The deal gives Milch’s Redboard Prods. rights to develop projects based on the legendary author’s canon of novels and other works. HBO has first-look rights on any projects that arise from the deal.
Milch’s latest HBO skein, horseracing drama “Luck,” bows Jan. 29, though the net will sneak the pilot Dec. 11 immediately following the season finale of “Boardwalk Empire.”
Dustin Hoffman, Nick Nolte and
John Ortiz star in the ensemble skein about owners, trainers and gamblers who inhabit the racetrack. Milch has long been an avid horseracing fan, having owned several thoroughbreds, including a Breeders’ Cup winner.
“You have a special investment and duty of care to get it as right as you can,” Milch told Variety. “You should say that about every piece of work you do, but it’s particularly the case with subject matter you love.”
“We are especially pleased to continue our long-standing relationship with one of the industry’s most talented contemporary writers,” said HBO programming president Michael Lombardo. “We know that whatever David brings to the HBO table will be exciting and innovative.”
Under the deal with the William Faulkner Literary Estate, Milch will partner with Lee Caplin, executor of the estate and CEO of Picture Entertainment Corp., to choose which works to develop, package and produce (all of the author’s 19 novels and 125 short stories are available under the agreement with the exception of those currently contracted for with other parties).
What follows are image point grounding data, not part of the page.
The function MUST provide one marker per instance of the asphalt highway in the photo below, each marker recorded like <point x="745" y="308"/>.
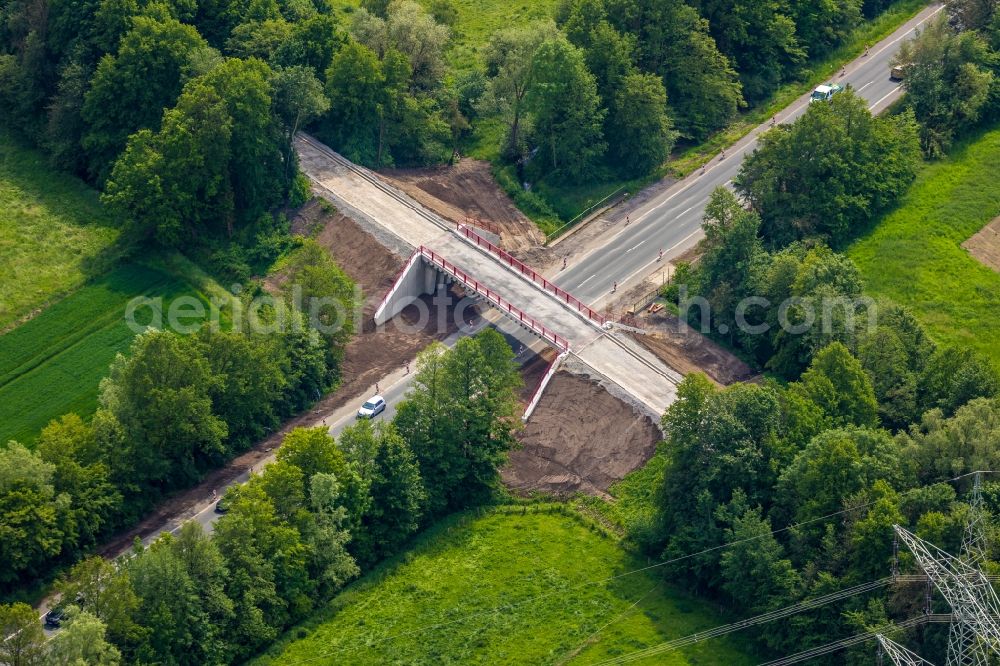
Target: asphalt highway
<point x="671" y="222"/>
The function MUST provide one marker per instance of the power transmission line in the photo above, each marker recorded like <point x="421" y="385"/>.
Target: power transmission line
<point x="974" y="604"/>
<point x="898" y="654"/>
<point x="555" y="593"/>
<point x="777" y="614"/>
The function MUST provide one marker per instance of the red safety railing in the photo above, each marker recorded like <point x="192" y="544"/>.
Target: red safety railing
<point x="534" y="276"/>
<point x="539" y="329"/>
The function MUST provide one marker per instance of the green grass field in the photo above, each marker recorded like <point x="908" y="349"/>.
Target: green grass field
<point x="54" y="233"/>
<point x="505" y="588"/>
<point x="914" y="255"/>
<point x="53" y="363"/>
<point x="475" y="21"/>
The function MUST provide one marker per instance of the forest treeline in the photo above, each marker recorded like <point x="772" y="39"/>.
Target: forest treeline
<point x="292" y="536"/>
<point x="182" y="112"/>
<point x="170" y="410"/>
<point x="867" y="422"/>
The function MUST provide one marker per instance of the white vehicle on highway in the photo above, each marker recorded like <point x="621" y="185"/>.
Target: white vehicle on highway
<point x="825" y="92"/>
<point x="374" y="406"/>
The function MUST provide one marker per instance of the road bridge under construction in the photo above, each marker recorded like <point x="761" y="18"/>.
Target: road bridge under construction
<point x="443" y="252"/>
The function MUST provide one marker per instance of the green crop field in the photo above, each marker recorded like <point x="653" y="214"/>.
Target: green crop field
<point x="54" y="233"/>
<point x="505" y="588"/>
<point x="914" y="255"/>
<point x="53" y="363"/>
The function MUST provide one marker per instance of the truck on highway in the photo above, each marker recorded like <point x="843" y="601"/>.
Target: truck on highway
<point x="825" y="92"/>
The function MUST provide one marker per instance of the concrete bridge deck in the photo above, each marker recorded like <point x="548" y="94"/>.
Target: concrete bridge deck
<point x="641" y="375"/>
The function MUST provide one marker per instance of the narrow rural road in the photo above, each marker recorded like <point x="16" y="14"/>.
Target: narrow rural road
<point x="672" y="220"/>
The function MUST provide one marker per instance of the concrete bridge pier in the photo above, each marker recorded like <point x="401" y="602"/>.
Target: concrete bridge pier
<point x="417" y="278"/>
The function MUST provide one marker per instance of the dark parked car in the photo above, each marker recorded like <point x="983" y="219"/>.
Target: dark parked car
<point x="55" y="617"/>
<point x="222" y="505"/>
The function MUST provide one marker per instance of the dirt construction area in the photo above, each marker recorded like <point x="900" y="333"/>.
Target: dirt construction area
<point x="985" y="245"/>
<point x="467" y="189"/>
<point x="579" y="439"/>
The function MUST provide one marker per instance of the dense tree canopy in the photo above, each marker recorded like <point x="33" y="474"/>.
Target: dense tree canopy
<point x="948" y="80"/>
<point x="850" y="167"/>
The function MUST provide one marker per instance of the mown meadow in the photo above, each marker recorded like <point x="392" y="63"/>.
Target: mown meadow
<point x="914" y="255"/>
<point x="53" y="363"/>
<point x="54" y="232"/>
<point x="532" y="584"/>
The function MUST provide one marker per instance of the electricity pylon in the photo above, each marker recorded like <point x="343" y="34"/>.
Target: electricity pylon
<point x="963" y="647"/>
<point x="974" y="606"/>
<point x="898" y="654"/>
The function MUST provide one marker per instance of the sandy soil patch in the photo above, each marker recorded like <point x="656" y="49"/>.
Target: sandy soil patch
<point x="686" y="350"/>
<point x="466" y="189"/>
<point x="985" y="245"/>
<point x="579" y="439"/>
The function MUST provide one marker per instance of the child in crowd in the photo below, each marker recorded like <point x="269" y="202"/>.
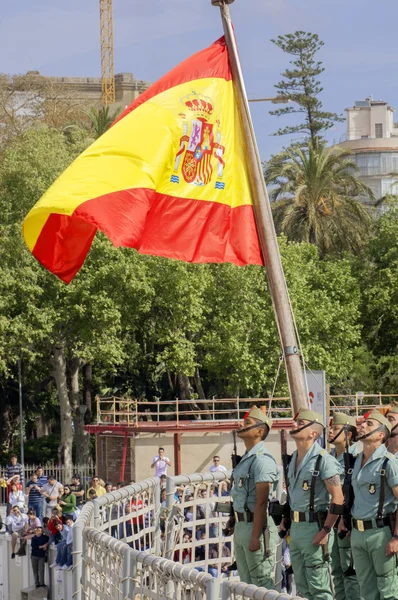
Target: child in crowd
<point x="38" y="555"/>
<point x="64" y="547"/>
<point x="16" y="522"/>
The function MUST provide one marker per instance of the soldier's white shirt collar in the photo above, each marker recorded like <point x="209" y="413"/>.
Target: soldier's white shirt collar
<point x="311" y="452"/>
<point x="377" y="454"/>
<point x="258" y="448"/>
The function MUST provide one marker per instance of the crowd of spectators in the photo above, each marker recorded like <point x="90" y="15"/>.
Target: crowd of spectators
<point x="43" y="511"/>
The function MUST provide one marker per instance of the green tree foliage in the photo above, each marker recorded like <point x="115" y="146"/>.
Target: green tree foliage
<point x="378" y="274"/>
<point x="156" y="328"/>
<point x="316" y="194"/>
<point x="302" y="87"/>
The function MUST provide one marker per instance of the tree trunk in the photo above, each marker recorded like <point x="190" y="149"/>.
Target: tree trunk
<point x="201" y="393"/>
<point x="59" y="372"/>
<point x="185" y="394"/>
<point x="198" y="384"/>
<point x="7" y="428"/>
<point x="82" y="438"/>
<point x="87" y="391"/>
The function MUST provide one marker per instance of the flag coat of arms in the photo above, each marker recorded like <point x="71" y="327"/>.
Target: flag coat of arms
<point x="169" y="178"/>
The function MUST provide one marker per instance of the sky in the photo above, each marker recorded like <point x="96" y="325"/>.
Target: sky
<point x="360" y="54"/>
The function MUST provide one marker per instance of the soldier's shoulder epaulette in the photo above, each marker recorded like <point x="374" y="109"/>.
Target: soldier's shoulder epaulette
<point x="266" y="454"/>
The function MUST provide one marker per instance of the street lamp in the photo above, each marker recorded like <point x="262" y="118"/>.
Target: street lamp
<point x="275" y="100"/>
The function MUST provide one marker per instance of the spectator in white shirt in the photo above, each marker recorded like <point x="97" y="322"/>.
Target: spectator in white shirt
<point x="160" y="463"/>
<point x="16" y="522"/>
<point x="16" y="497"/>
<point x="50" y="492"/>
<point x="216" y="467"/>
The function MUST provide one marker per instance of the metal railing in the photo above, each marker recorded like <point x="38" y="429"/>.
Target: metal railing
<point x="120" y="411"/>
<point x="143" y="542"/>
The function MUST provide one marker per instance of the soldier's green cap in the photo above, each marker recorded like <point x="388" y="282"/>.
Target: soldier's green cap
<point x="257" y="413"/>
<point x="375" y="415"/>
<point x="309" y="415"/>
<point x="343" y="419"/>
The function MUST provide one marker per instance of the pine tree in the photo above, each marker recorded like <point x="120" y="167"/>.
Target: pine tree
<point x="302" y="87"/>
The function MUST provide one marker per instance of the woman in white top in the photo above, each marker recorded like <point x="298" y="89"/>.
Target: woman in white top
<point x="16" y="497"/>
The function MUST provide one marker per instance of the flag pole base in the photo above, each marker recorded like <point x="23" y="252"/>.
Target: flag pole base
<point x="219" y="2"/>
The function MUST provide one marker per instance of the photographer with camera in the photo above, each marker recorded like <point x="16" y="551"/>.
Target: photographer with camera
<point x="50" y="493"/>
<point x="254" y="480"/>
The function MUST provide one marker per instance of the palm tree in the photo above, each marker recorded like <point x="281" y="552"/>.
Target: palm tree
<point x="316" y="197"/>
<point x="101" y="119"/>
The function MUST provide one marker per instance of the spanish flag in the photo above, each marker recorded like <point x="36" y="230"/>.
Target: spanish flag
<point x="168" y="178"/>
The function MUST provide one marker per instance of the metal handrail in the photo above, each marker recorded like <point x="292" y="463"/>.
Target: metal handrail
<point x="118" y="411"/>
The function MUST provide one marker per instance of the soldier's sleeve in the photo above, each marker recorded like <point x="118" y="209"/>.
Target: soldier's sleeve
<point x="265" y="469"/>
<point x="329" y="466"/>
<point x="392" y="472"/>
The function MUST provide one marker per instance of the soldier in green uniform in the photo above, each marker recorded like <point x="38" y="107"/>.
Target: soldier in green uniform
<point x="342" y="435"/>
<point x="254" y="480"/>
<point x="313" y="476"/>
<point x="392" y="442"/>
<point x="374" y="536"/>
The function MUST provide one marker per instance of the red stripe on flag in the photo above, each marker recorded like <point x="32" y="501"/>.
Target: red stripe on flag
<point x="179" y="228"/>
<point x="210" y="62"/>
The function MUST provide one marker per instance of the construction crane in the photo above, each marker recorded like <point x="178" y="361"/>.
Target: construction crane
<point x="107" y="66"/>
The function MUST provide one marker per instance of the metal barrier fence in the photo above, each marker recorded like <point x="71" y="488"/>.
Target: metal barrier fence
<point x="142" y="542"/>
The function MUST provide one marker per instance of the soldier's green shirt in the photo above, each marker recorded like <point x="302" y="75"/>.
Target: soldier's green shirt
<point x="353" y="449"/>
<point x="366" y="484"/>
<point x="300" y="482"/>
<point x="256" y="466"/>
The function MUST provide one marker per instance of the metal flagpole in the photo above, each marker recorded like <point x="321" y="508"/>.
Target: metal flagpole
<point x="265" y="223"/>
<point x="22" y="458"/>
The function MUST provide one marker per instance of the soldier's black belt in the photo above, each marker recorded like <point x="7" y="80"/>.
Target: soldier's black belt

Milch and Caplin will act as exec producers
of those projects, with Milch serving as executive writer in charge of adapting the works.
Deal gives HBO an exclusive first opportunity to finance, produce and distribute the projects as movies, miniseries and series. Olivia Milch will serve as coordinating producer on the projects.
Milch said there is a strong possibility that his first post-“Luck” HBO project would be related to Faulkner’s material in some way.
“Faulkner, for me, is really the defining voice of American literature in the 20th century,” Milch said. “For my own experience, he, in large measure, is what brought me to literature. This opportunity came up largely through happenstance — a relationship that my daugther generated with the attorney in charge of the Faulkner literary estate — and I felt so lucky that HBO has been so supportive in bringing it about.”
The Mississippi-born Faulkner won a Nobel Prize for Literature in 1949 and two Pulitzer Prizes. In addition to penning his famous novels, he wrote six films, five of which were directed by Howard Hawks.
The pay cabler and Milch have teamed on two previous series: the Western “Deadwood” and surf noir skein “John From Cincinnati.” Milch is currently developing the feature film “Heavy Rain” for Warner Bros., for which he is about to turn in a script.